Les propriétés de la fibre de chanvre expliquent pourquoi elle intéresse à la fois les fabricants de matériaux composites et ceux de panneaux isolants.

Les poussières, le résidu qui trouve aussi preneur

Le broyage des tiges génère forcément des particules trop fines pour être classées en fibre ou en chènevotte. Ces poussières ne sont pas un déchet au sens strict : 80 % partent en combustible, sous forme de granulés ou pour alimenter des chaudières, et les 20 % restants rejoignent le compost. Comparées aux 45 % de chènevotte ou aux 28 % de fibre, elles ne représentent qu’une fraction modeste de la paille transformée, mais leur valorisation ferme la boucle du défibrage : rien ne sort de la chanvrière sans une destination.
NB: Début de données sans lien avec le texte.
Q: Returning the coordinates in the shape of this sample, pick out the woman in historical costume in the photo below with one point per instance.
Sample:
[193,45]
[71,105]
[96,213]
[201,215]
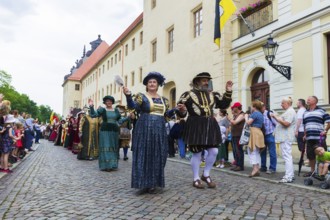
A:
[149,142]
[76,138]
[53,134]
[124,132]
[109,133]
[256,141]
[69,134]
[59,128]
[88,132]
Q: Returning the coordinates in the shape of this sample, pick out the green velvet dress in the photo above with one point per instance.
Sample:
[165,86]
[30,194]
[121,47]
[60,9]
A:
[108,138]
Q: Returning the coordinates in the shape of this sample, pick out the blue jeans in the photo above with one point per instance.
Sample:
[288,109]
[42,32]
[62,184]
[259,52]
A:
[182,148]
[271,147]
[238,152]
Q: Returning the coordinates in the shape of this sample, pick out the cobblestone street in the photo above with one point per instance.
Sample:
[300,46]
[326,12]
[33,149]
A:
[52,184]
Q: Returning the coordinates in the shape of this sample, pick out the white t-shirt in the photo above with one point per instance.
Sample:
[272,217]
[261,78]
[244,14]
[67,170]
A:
[300,115]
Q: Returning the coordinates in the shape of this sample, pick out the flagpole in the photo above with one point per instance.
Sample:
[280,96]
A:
[249,27]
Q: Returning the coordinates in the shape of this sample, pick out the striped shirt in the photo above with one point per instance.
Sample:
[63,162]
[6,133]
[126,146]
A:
[314,122]
[269,124]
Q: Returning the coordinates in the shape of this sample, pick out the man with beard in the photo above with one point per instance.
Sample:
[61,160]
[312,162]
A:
[201,131]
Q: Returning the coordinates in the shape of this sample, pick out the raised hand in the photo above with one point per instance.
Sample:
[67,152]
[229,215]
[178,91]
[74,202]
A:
[126,90]
[229,86]
[90,102]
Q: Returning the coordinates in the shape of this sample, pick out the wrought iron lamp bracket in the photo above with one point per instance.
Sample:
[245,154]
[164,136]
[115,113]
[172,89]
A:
[284,70]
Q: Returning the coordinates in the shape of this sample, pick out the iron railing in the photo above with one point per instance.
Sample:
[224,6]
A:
[256,20]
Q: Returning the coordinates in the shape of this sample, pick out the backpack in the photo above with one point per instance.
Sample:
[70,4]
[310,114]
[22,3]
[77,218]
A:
[270,118]
[176,130]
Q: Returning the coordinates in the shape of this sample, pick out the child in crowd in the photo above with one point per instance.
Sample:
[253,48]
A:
[222,148]
[7,141]
[18,128]
[323,159]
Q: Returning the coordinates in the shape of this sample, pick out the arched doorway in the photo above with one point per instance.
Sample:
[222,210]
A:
[260,87]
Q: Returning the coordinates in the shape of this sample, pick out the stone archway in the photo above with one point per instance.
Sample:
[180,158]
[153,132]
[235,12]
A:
[247,79]
[260,87]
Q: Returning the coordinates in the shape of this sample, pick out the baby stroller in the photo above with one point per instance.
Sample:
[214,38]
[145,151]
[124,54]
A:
[323,185]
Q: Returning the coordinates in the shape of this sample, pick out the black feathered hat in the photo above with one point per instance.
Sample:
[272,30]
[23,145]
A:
[200,76]
[108,97]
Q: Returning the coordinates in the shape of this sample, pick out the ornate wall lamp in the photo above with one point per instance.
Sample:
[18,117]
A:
[270,49]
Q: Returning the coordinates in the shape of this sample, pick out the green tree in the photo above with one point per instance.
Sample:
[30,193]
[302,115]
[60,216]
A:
[22,102]
[44,113]
[5,78]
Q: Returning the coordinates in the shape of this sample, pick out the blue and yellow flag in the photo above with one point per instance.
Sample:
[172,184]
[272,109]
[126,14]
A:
[223,10]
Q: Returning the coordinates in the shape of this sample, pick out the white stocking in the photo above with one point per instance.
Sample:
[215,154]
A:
[195,163]
[209,161]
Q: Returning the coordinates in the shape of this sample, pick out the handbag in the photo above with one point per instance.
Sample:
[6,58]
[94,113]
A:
[124,133]
[176,130]
[245,136]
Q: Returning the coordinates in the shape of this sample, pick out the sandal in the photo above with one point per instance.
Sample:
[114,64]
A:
[309,174]
[198,184]
[208,181]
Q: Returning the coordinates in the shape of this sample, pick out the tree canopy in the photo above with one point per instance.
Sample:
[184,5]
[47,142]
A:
[22,102]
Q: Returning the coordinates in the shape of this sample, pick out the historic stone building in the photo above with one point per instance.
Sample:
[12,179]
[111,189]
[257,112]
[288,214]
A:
[176,41]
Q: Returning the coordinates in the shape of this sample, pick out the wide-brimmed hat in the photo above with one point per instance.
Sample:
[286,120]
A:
[108,97]
[121,106]
[236,105]
[201,75]
[10,119]
[154,75]
[81,112]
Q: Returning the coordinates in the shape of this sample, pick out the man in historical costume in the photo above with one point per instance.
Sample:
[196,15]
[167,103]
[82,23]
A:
[58,140]
[88,133]
[76,137]
[201,131]
[125,131]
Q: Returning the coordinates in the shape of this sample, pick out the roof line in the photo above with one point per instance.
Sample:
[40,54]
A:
[128,30]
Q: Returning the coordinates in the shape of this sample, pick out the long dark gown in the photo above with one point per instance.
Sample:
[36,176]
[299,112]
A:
[149,142]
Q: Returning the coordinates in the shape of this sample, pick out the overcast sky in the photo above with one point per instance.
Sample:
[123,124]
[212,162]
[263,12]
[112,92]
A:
[40,40]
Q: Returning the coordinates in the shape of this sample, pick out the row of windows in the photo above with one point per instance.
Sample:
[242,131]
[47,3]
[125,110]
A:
[113,60]
[113,88]
[198,27]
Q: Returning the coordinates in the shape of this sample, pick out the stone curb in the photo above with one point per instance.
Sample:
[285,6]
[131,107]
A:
[259,178]
[15,165]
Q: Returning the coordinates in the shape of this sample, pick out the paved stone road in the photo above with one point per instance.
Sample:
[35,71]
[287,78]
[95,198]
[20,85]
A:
[53,184]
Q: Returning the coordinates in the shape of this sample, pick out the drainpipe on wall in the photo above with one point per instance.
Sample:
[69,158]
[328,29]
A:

Une paille de chanvre presque entièrement transformée

Entre la graine récupérée au battage, la chènevotte destinée à la construction et à la litière, la fibre tissée ou cardée en isolant, et les poussières brûlées ou compostées, chaque partie de la tige trouve un débouché recensé par la filière. Sur une parcelle qui produit 6 à 8 tonnes de paille par hectare, cette organisation en quatre coproduits explique pourquoi la culture du chanvre est souvent présentée par ses acteurs comme une culture sans déchet agricole : ce qui sort du défibreur ne repart jamais les mains vides. Rapporté aux 22 600 hectares cultivés chaque année en France, ce découpage méthodique de la tige, reproduit à l’identique dans les sept chanvrières du pays, donne la mesure de ce que représente la valorisation de la paille pour l’ensemble de la filière.